Her clothes are made from fur, hemp and nettle and for decoration she sports ivory and bone beads. She has dark hair worn in dreadlocks, tattoos and a penetrating stare.
Dubbed "the woman from the Pataud shelter", little is known about this figure from prehistory—except how she might have looked.
Although the dreadlocks and tattoos are pure conjecture, modern scientific techniques mean the facial features of a long-dead person can now be accurately reconstructed.
Former French make-up artist turned palaeontology expert and sculptor Elisabeth Daynes, has painstakingly created a model of Pataud woman.
Believed to have lived around 17,000 years ago in France's southwestern Dordogne region, her skeleton was found there in a rock shelter.
The life-size model is one of two star attractions at an exhibition being held at a Bordeaux gallery entitled "The Origins of Flesh—our ancestors as you've never seen them before".
The other model has been named "Chancelade Man" and is also based on remains found in the region in 1888.
His reconstructed face appears pensive. He has blue eyes, deeply lined skin and long, thinning grey hair. The skeleton was found beneath the floor of the same Dordogne rock shelter.
Daynes started out as a make-up artist and maker of hyper-realistic theatrical masks at the Theatre du Nord in Lille.

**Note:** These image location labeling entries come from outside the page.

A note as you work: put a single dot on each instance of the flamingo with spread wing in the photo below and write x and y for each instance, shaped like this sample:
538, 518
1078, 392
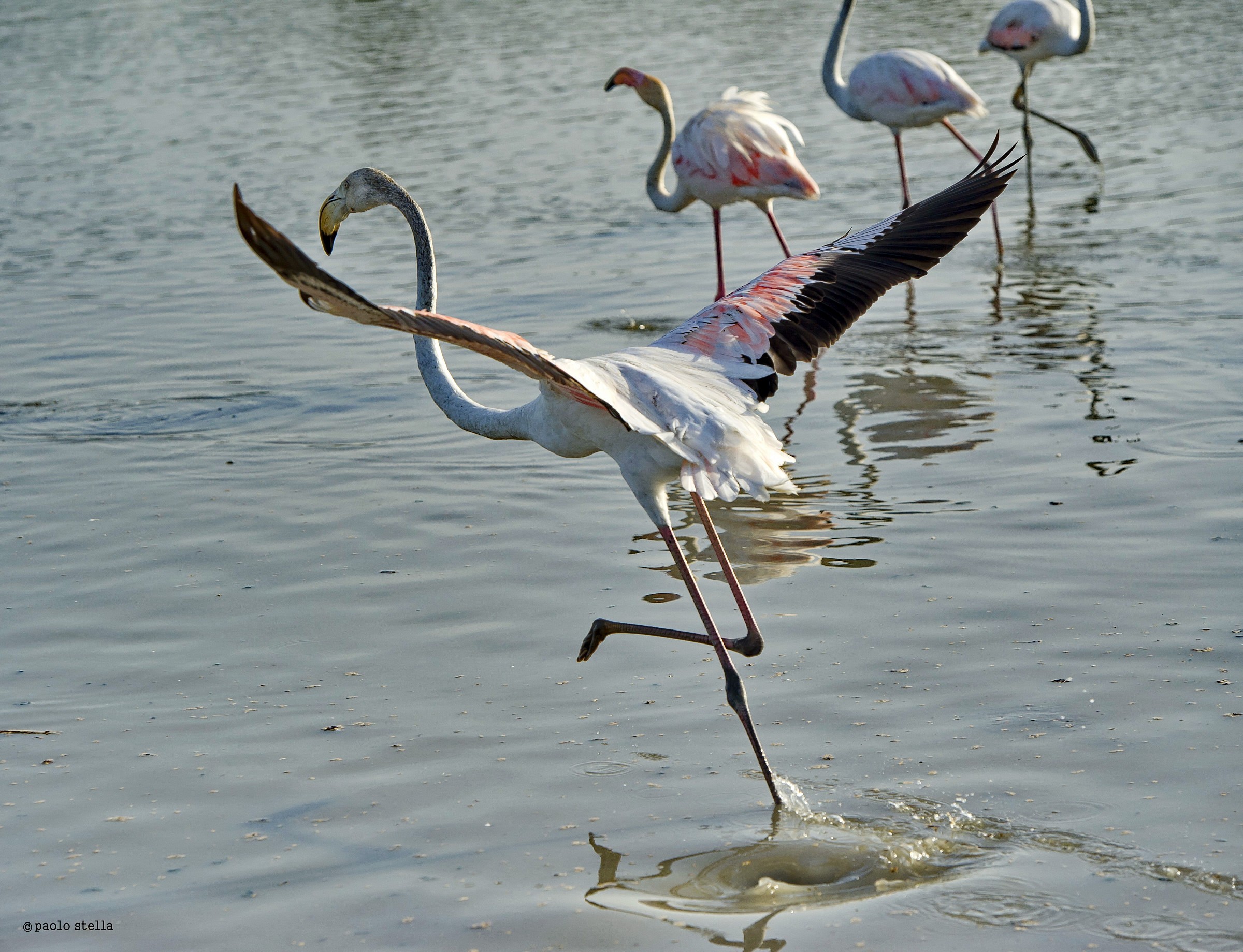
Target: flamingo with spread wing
685, 408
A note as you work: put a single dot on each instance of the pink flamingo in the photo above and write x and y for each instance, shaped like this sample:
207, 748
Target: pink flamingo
685, 408
1032, 30
736, 150
903, 90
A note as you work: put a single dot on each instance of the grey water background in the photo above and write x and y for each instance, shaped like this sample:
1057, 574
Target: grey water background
1006, 603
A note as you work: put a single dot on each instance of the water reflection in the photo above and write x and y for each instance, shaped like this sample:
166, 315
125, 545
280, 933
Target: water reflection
732, 895
1049, 303
800, 864
888, 416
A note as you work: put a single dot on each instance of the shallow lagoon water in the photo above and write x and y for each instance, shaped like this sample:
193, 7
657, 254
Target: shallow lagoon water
230, 523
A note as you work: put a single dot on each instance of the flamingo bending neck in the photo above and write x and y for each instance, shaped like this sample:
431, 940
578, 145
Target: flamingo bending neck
834, 84
445, 393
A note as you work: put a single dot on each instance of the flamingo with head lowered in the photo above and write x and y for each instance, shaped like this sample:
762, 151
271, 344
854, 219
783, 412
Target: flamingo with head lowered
683, 409
1029, 32
736, 150
904, 90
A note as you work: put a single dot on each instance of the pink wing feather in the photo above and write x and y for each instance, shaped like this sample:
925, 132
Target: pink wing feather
803, 305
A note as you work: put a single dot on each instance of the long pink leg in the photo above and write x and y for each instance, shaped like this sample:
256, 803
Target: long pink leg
734, 690
754, 643
974, 151
772, 221
902, 169
720, 260
749, 647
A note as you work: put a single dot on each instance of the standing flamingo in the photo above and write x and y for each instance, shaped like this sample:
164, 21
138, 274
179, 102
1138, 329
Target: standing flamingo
1032, 30
902, 89
685, 407
736, 150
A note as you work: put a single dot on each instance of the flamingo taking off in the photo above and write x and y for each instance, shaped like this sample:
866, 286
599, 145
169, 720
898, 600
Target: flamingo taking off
902, 89
685, 408
736, 150
1032, 30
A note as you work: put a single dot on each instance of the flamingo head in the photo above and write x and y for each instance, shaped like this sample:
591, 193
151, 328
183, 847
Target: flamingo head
651, 90
361, 191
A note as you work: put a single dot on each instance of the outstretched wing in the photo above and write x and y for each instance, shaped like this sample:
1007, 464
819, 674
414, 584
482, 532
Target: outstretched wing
803, 305
321, 291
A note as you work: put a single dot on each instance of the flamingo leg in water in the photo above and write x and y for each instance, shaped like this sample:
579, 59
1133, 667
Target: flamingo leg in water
720, 260
781, 238
754, 643
734, 690
974, 151
1020, 102
749, 646
902, 169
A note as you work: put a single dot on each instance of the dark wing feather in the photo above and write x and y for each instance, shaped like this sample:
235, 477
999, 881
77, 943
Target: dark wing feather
321, 291
803, 305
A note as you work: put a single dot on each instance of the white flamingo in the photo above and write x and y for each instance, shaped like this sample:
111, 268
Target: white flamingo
904, 90
736, 150
685, 408
1032, 30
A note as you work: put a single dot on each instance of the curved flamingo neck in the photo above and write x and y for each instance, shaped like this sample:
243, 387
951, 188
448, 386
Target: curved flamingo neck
448, 396
660, 197
834, 84
1087, 29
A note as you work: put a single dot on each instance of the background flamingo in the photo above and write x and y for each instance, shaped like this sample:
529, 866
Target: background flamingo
1032, 30
683, 408
736, 150
902, 89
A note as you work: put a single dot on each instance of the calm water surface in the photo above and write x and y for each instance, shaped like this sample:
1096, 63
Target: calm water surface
1006, 603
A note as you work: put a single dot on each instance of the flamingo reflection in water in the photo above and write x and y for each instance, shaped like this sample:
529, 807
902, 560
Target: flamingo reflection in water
1029, 32
685, 408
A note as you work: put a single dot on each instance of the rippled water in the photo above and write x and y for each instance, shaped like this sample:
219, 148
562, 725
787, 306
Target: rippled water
1020, 507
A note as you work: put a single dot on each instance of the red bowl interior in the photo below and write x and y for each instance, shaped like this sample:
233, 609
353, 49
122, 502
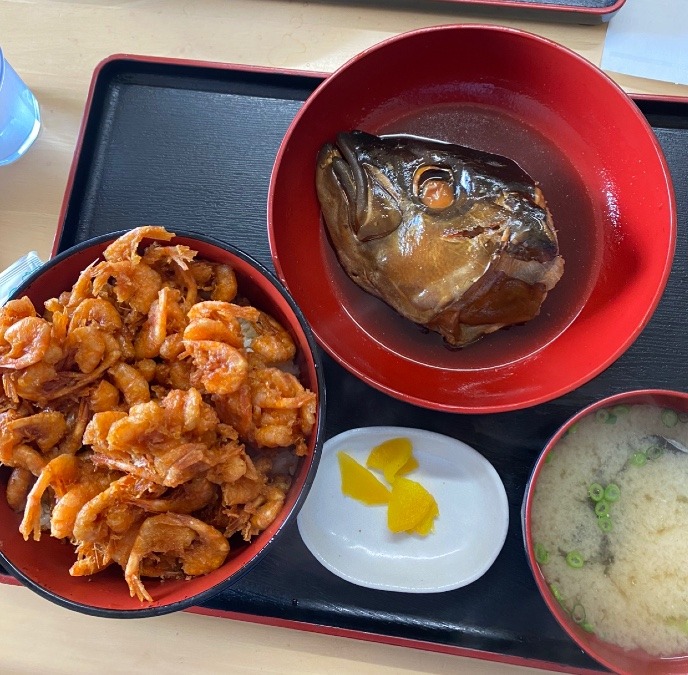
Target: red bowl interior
636, 662
44, 565
571, 128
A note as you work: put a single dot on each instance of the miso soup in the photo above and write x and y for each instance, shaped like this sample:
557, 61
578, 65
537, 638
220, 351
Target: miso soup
610, 527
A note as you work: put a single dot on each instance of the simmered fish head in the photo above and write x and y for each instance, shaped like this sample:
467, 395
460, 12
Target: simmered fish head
449, 236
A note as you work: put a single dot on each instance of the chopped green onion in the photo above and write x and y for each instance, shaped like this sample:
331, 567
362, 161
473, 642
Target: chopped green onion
574, 559
669, 417
612, 492
654, 452
638, 459
605, 523
541, 554
578, 613
602, 415
596, 491
602, 508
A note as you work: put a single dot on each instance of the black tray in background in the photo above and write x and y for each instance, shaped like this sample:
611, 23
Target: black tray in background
192, 147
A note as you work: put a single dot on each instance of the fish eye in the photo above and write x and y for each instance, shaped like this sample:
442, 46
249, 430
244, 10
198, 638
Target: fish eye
434, 186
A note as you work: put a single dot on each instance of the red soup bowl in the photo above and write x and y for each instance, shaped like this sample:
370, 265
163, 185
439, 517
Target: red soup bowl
44, 565
636, 461
571, 128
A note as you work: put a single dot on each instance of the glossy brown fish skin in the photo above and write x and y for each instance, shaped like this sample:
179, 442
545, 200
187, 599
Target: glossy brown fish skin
452, 238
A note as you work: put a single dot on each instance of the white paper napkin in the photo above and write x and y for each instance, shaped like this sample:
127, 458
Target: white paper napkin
649, 38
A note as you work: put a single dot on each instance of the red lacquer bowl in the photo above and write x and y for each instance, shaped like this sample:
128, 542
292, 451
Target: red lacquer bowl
575, 131
627, 662
44, 565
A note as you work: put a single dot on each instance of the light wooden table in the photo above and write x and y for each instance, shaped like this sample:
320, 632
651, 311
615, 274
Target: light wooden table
55, 46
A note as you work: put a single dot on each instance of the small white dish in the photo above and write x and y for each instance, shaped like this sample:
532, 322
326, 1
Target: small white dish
352, 540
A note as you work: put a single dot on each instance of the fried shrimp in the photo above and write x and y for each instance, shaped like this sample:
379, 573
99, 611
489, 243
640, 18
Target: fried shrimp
195, 547
28, 340
145, 413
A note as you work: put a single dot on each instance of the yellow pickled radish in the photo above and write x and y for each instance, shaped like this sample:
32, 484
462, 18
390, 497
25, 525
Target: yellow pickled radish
390, 457
409, 505
359, 483
411, 465
427, 525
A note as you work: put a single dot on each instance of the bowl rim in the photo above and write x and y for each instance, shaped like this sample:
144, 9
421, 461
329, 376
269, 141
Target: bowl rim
526, 511
473, 407
286, 518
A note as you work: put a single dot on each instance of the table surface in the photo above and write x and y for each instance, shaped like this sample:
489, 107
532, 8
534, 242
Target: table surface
55, 45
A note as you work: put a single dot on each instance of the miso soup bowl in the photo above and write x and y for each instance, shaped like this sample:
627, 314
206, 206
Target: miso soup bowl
44, 565
637, 661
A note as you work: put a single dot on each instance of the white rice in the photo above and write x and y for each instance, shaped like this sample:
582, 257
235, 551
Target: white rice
633, 586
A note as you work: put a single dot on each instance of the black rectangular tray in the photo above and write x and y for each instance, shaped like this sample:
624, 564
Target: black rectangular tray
578, 11
191, 146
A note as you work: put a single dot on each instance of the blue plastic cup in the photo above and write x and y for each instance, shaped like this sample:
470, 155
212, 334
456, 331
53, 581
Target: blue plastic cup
20, 119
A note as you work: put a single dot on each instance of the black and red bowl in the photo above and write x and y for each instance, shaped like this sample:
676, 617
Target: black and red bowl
43, 566
571, 128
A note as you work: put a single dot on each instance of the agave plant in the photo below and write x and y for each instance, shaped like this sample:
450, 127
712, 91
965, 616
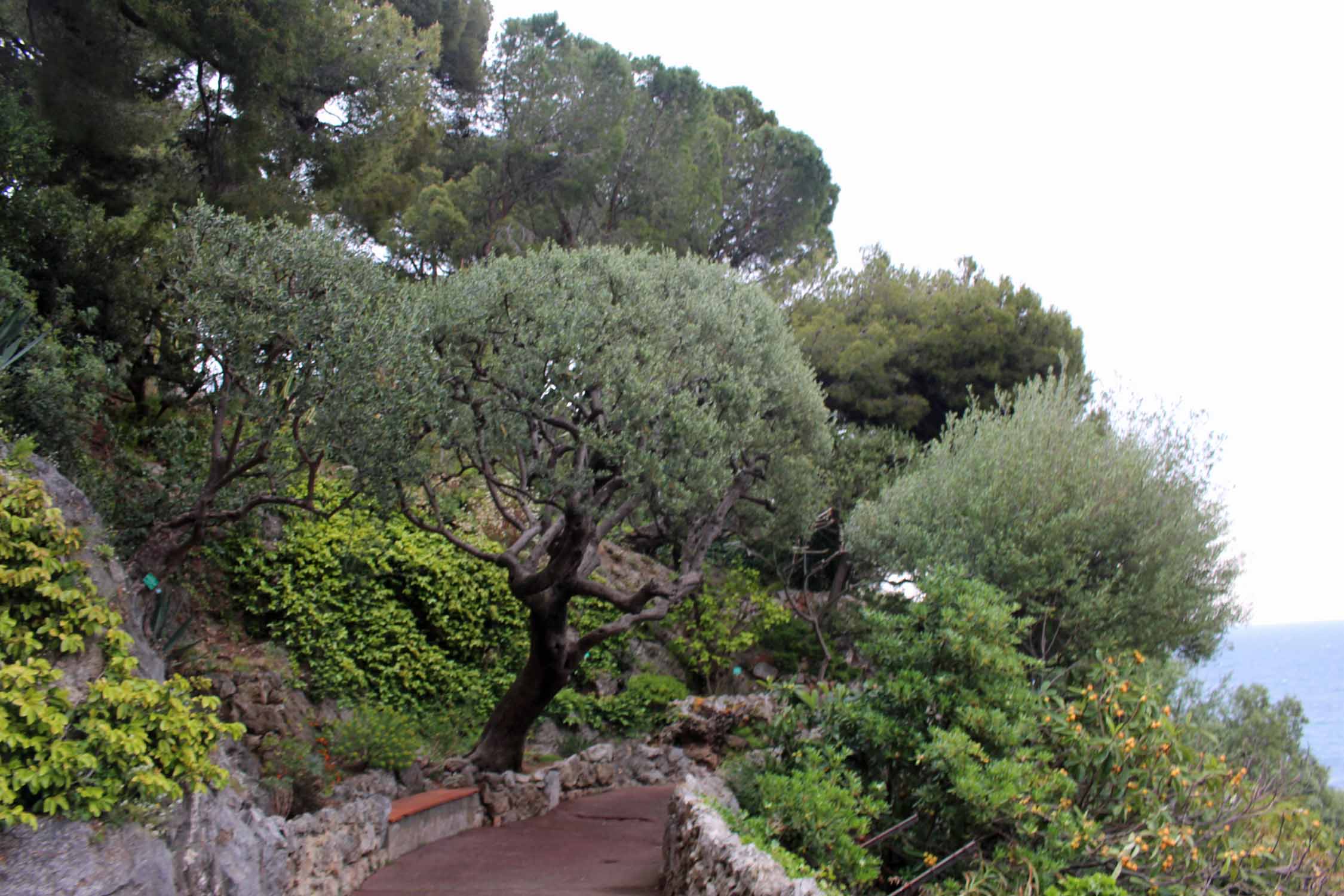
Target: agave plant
11, 339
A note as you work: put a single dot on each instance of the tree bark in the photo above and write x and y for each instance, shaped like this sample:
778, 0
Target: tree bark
550, 661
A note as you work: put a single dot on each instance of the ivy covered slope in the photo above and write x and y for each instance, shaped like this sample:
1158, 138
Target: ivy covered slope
130, 742
373, 606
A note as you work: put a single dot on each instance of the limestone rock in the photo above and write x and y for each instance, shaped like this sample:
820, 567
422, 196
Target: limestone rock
106, 574
77, 859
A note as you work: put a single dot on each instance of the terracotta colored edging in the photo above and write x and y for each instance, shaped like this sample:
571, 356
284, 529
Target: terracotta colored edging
407, 806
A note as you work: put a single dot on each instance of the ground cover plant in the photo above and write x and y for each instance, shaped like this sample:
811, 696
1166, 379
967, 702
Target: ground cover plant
130, 743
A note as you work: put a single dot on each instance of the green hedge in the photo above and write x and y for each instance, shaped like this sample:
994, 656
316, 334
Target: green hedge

But for 30 years now she has been recreating the faces and bodies of our ancestors from hominid fossils in her studio in eastern Paris.
Painstakingly recreated
Likenesses are obtained by the computer modelling of 18 craniometric data points across the skull.
These give detailed pointers to muscle structure and shape of features that define a face such as the nose, chin and forehead.
"My work is done just like a forensic investigation, from casts taken from prehistoric skulls, reconstructed exactly like police composite sketches," she said.
According to Daynes, the sophistication of modern scientific techniques means that many details about an individual who lived many thousands of years ago can now be pieced together simply by having their bones.
The Pataud shelter woman is believed to have died prematurely at around the age of 20.
Daynes, who calls herself the "sculptress of prehistory" has built an international reputation for facial reconstructions which she calls a collaboration between "anthropology, forensic science (and)... art".
One of her first scientific collaborations was with Jean-Noel Vignal, a former head of the Police Forensic Research Institute in Paris, who had developed a computer programme to estimate muscle and skin thickness.
Together they reconstructed a Neanderthal from La Ferrassie, a cave site in France.
Her reconstruction of "Lucy", a famous human-like creature that lived around 3.2 million years ago, meanwhile, stunned visitors to the National Museum of Anthropology and History in Mexico City for its life-like quality.
In 2006, she was also part of a major international project involving teams of scientists and artists from France, the US and Egypt, to reconstruct the face of the Egyptian boy king Tutankhamun.
The Bordeaux exhibition runs until December 5.